According to some critics, teaching to the test is the primary explanation for the “Texas
Miracle”—the large score gains on statewide tests for both minority and white students in
Bush’s home state. To see if these increases were reflected in other measures of achievement,
researchers at the Rand Corporation compared scores on the Texas Assessment of
Academic Skills (TAAS) to results for Texas and for the nation on the National Assessment
of Educational Progress—the very test that is to be used to confirm state gains, according to
“No Child Left Behind.”
The researchers, Stephen P. Klein, Laura S. Hamilton, Daniel F. McCaffrey and Brian
M. Stecher, focused on changes in fourth grade math and reading achievement and eighth
grade math achievement during the 1990s. (Data were not available for an analysis of eighth
grade reading.) TAAS and NAEP gains were compared in terms of “standardized
differences,” obtained by dividing the change in the average score by the standard
deviation, an index of the variability of the scores. Although NAEP results confirmed that
school achievement in Texas improved, only in fourth grade math were the Texas gains
substantially greater than those for the nation as a whole.
More significantly, the score gains on the TAAS dwarfed the NAEP increases, especially
for minority students. For example, between 1994 and 1998, the increase in fourth grade
reading achievement for African American students on the TAAS was about three times as
large as the gain on NAEP. And while the gap between minorities and whites on the TAAS
shrank between 1994 and 1998, this decrease was
not paralleled by the NAEP results. (A report
just released by the National Education Goals
panel, a bipartisan group of governors and
legislators, shows that the Texas score gap on
NAEP held steady during the 1990s, lending
support to the Rand conclusions.)
What is the reason for the discrepancies
between NAEP and TAAS? The Rand researchers speculated that “many schools are
devoting a great deal of class time to highly
specific TAAS preparation. It is also plausible
that the schools with relatively large percentages
of minority and poor students may be doing this
more than other schools.” The authors reasoned
that the preparation must have been quite narrow
in scope because, “if TAAS scores were
affected by test preparation, then the effects did
not appear to generalize to the NAEP exams.”

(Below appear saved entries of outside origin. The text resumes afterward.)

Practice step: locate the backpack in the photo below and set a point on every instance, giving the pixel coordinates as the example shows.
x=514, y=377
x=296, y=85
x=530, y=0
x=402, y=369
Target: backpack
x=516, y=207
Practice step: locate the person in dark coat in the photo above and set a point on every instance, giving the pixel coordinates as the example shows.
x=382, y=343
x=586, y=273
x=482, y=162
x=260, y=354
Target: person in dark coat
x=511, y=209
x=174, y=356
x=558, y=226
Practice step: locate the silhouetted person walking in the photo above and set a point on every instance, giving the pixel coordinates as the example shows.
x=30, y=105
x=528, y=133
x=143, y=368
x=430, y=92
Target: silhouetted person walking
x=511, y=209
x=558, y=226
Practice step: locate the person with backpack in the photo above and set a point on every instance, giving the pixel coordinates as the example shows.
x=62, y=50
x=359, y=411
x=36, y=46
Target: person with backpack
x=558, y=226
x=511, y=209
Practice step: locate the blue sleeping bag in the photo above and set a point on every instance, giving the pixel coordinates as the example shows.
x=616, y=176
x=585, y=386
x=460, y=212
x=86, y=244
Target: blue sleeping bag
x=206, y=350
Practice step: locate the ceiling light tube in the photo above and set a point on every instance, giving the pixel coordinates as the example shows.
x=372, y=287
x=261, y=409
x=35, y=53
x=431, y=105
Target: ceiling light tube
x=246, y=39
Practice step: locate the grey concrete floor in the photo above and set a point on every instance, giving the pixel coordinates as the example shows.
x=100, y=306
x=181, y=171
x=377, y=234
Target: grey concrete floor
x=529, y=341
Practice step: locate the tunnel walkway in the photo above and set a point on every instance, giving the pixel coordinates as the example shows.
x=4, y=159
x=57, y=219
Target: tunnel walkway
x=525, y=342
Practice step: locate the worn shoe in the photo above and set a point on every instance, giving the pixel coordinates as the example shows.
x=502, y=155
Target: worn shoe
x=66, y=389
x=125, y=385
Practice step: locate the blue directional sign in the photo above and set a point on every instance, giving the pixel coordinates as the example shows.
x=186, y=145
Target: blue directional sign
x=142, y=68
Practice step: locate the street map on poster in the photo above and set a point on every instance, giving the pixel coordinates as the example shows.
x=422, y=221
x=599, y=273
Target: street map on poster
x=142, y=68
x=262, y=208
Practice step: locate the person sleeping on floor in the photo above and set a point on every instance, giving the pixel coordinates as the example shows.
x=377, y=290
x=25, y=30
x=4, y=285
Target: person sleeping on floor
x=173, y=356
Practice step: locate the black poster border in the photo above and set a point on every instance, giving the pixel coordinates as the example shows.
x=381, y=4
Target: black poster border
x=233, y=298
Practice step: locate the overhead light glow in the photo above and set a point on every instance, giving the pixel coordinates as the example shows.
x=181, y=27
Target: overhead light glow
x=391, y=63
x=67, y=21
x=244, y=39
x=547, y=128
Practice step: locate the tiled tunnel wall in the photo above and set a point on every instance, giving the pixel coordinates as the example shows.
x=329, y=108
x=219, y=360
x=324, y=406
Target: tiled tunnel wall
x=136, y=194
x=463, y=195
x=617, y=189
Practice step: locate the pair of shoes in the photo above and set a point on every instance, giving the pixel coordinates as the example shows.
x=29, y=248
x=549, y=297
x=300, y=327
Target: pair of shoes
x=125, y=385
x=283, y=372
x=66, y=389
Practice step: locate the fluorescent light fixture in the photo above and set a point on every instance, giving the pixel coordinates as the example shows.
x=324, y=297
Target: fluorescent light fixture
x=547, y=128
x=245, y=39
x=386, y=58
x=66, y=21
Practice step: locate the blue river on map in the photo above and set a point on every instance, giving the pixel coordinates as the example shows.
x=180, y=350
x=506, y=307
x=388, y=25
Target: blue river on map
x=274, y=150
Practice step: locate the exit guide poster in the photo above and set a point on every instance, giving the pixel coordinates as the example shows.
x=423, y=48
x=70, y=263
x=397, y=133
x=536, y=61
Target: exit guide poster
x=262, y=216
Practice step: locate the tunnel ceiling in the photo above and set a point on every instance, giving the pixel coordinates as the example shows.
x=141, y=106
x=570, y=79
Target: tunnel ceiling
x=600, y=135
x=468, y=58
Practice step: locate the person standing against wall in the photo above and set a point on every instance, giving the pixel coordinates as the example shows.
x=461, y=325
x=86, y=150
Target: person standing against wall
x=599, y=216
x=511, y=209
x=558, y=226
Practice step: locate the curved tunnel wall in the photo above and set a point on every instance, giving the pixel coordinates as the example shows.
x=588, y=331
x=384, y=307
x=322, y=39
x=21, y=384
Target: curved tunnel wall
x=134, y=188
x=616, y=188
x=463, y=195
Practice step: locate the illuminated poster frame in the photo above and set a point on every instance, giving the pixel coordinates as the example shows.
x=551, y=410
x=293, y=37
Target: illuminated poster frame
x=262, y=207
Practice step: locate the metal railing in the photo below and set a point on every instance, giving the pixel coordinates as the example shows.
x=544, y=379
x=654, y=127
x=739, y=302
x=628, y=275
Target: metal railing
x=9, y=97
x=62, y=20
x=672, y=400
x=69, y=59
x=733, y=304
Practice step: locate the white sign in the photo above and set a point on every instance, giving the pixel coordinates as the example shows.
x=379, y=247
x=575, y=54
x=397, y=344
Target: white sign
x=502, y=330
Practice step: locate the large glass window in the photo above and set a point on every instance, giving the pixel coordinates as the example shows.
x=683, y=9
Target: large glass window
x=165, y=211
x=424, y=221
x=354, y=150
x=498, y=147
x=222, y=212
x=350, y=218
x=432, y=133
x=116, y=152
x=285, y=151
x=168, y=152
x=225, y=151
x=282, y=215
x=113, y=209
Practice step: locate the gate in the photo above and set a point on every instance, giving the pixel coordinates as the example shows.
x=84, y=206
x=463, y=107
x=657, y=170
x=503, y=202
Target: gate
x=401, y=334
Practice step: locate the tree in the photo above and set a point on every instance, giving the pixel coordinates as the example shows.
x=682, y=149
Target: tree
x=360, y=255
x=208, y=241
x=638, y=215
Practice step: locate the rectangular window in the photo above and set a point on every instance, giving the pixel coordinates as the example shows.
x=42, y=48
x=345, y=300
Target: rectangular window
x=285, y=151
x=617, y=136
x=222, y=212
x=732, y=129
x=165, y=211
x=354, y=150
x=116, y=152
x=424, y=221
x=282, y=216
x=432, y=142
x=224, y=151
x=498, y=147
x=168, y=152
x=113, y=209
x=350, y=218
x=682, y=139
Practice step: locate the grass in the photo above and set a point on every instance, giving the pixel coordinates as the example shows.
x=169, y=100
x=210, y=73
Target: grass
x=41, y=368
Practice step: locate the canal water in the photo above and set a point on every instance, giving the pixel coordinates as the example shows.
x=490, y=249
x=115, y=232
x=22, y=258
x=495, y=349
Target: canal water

Just as it occupies classroom time, testing, of course, drains financial resources as well. A
question that is all too rarely asked is, “Could the money expended to add more testing be
put to use in a more effective way?” According to one state testing director, the cost of
assessing a child is roughly $15 per year, including test development, administration, scoring,
analysis and reporting. Not a huge sum, perhaps, but under the Bush plan, that’s $15 per
year for every third through eighth grader in the United States. One testing expert
anticipates that the Bush plan will add $150 million to the states’ expenditures on K–12
testing, currently estimated to be about $400 million. How else could we spend that money?
What if it were used to increase teachers’ salaries and improve their continuing education
opportunities; or to beef up course offerings and tutoring programs for students; or to repair
decaying school buildings and expand libraries and computing facilities? Can promoters of
increased assessment make the case that adding tests is a more effective use of resources?
On the subject of the “No Child Left Behind” proposal, Democratic Senator Barbara
Mikulski of Maryland remarked, “We’re worried that no child be left out of the appropriations process.”
Education reform requires a commitment of resources to the
improvement of teaching and learning, especially in poor communities. Testing should
follow rather than precede these changes.
Thermometers don’t cure fevers, and testing does not fix school problems. Testing is not
the cornerstone of educational reform. Learning is.